Wederdopers, mennisten en doopsgezinden

Rond 1530 waait er een nieuwe wind door de Zaanstreek. Nadat er al ketterse gedachten over de kerk en de sacramenten de ronde deden bereiken nu de ideeën van Melchior Hoffman onze contreien. Melchior en de zijnen verkondigen dat de wereldse overheid, de katholieke kerk en de kinderdoop hebben afgedaan. Dat weldra een nieuwe wereldorde zal aanbreken: het Koninkrijk Gods op aarde. In dit Godsrijk zal geen rijkdom en geen armoede meer bestaan, de liefde zal er regeren en de mensen zullen er in vrede leven. Geloven alleen is niet voldoende: de "zusters en broeders" moeten zich van het boze en zondige aardse bestaan afzonderen en zich daadwerkelijk richten op een nieuwe levenswandel in afwachting van de verlossing.

Waarschijnlijk al in 1531 en zeker in 1533 en 1534 laten honderden mensen in alle Zaanse dorpen zich opnieuw dopen als teken dat zij het nieuwe leven hebben aangenomen. Zij noemen zich bondgenoten, hun tegenstanders spreken van wederdopers. In maart 1534 komt het bericht dat in de stad Münster in Westfalen het Godsrijk is begonnen. Honderden Zaankanters laten alles in de steek en gaan met schepen over het IJ en de Zuiderzee op weg naar Münster. Er gaan ook wapens mee om de stad desnoods met geweld te helpen. De tocht wordt een rampzalige mislukking. Bij Haarlem, Amsterdam en Genemuiden worden alle schepen aangehouden.

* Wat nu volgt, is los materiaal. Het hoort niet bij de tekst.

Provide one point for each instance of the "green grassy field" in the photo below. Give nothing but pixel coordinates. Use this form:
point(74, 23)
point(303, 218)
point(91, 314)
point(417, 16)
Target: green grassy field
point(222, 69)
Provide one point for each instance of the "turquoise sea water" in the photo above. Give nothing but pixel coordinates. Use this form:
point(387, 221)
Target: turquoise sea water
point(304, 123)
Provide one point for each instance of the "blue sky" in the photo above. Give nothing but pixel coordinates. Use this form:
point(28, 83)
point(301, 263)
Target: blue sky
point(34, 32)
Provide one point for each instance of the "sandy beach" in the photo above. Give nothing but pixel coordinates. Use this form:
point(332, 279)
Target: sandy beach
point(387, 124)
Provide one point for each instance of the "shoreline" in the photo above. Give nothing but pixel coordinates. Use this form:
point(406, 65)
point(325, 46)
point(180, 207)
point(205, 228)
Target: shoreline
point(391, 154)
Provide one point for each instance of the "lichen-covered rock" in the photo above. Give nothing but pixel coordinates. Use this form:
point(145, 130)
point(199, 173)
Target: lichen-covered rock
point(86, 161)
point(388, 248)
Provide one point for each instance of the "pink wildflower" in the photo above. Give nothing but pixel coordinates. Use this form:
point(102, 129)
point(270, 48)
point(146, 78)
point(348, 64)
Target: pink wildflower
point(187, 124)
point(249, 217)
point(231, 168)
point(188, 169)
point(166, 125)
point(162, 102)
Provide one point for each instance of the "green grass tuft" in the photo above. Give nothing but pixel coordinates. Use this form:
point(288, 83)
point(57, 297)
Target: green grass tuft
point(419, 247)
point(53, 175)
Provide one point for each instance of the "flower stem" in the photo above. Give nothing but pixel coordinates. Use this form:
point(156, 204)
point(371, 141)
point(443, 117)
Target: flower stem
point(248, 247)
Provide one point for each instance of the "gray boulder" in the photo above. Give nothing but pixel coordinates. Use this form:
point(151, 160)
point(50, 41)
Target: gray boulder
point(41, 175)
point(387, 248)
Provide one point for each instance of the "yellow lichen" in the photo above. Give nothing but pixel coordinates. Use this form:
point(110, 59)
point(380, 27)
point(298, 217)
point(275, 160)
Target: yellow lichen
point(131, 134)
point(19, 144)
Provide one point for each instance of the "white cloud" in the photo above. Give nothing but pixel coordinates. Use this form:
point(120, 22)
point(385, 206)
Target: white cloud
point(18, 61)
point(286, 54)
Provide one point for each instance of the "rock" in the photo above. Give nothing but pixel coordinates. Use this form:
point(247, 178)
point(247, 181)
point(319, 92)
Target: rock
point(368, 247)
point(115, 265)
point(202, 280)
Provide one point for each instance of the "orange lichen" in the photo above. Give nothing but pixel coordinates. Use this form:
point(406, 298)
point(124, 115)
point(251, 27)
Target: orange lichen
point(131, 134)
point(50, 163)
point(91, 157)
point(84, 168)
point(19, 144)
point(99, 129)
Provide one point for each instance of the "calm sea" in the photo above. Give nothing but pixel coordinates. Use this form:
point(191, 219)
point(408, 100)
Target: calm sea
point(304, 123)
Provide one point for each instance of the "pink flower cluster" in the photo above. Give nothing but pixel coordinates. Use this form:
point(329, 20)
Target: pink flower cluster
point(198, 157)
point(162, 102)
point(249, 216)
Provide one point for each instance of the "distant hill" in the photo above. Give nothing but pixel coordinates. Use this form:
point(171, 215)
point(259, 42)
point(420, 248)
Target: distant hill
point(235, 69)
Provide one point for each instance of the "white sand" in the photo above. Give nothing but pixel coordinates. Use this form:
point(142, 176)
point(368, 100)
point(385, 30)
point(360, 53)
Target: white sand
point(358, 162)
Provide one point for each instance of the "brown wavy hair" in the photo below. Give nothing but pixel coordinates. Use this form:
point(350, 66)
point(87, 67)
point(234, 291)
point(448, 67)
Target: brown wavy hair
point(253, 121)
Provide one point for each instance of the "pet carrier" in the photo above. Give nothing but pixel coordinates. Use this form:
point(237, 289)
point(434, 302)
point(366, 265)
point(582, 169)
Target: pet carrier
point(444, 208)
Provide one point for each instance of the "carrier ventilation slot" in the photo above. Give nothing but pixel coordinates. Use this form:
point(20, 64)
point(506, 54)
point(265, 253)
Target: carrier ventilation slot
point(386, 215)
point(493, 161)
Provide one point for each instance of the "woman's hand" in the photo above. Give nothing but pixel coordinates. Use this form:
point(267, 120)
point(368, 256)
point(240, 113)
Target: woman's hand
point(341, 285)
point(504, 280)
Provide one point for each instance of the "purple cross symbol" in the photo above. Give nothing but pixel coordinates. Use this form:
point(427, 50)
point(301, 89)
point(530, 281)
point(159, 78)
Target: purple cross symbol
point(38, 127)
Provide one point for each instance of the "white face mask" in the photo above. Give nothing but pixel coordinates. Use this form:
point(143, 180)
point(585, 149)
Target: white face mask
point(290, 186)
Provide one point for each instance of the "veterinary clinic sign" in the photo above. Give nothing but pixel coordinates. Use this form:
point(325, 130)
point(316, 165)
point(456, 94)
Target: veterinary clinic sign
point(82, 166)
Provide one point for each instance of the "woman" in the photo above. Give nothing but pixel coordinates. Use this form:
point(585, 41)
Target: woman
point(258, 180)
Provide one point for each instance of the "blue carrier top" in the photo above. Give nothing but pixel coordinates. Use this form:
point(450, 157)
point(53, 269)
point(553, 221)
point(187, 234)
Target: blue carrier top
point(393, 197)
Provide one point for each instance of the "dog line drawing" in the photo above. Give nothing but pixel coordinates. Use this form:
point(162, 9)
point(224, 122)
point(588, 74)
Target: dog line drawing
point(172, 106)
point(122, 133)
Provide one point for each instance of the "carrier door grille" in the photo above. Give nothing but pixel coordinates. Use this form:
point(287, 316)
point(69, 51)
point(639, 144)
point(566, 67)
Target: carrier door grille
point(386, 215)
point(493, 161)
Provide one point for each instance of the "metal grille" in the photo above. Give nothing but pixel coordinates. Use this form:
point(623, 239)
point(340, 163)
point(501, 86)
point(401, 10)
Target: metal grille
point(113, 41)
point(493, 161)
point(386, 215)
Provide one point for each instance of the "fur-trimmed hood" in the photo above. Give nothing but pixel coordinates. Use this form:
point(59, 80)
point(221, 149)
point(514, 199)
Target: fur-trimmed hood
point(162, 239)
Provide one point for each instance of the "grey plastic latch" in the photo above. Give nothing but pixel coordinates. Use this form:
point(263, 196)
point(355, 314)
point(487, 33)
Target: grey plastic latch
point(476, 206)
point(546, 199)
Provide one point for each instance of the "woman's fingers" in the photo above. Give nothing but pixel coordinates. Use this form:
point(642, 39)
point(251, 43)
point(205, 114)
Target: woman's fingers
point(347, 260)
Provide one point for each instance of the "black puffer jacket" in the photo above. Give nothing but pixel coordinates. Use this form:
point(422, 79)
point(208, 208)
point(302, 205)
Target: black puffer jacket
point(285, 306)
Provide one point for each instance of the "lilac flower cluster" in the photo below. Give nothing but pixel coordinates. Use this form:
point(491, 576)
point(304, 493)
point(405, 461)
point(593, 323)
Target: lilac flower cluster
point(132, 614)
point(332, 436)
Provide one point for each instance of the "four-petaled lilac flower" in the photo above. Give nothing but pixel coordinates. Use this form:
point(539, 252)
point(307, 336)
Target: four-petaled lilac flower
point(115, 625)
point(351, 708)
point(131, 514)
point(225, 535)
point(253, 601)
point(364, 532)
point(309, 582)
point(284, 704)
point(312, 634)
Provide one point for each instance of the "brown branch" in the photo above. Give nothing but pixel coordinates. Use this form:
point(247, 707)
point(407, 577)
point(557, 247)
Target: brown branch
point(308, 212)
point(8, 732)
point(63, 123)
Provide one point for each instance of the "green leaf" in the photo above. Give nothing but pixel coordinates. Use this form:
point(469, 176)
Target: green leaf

Weliswaar mogen de meeste bondgenoten weer naar huis, maar zij moeten wel boete doen: eerst biechten, en dan in een wit linnen boetekleed op blote voeten een kaars offeren voor het katholieke altaar. Sommigen kunnen vluchten, naar Danzig of nog verder. Wie zijn geloof niet herroept blijft net als de leiders gevangen en wordt onthoofd of verbrand. Dit lot treft 13 Zaankanters. Daarnaast kennen we de namen van rond de 250 Zaanse spijtoptanten die gratie krijgen.

Na 1540 bezoekt een nieuwe voorman onze streek: Menno Simons. Hij keert zich fel tegen het gebruik van geweld en versterkt de organisatie van de zusters en broeders in zelfstandige gemeenten van gelovigen. Menno krijgt onder de Zaanse bevolking grote aanhang en de zwaar aangeslagen beweging van de bondgenoten verandert in een beweging van mennisten. Zij zijn in de Zaanstreek veruit in de meerderheid naast groepen die de katholieke kerk trouw blijven.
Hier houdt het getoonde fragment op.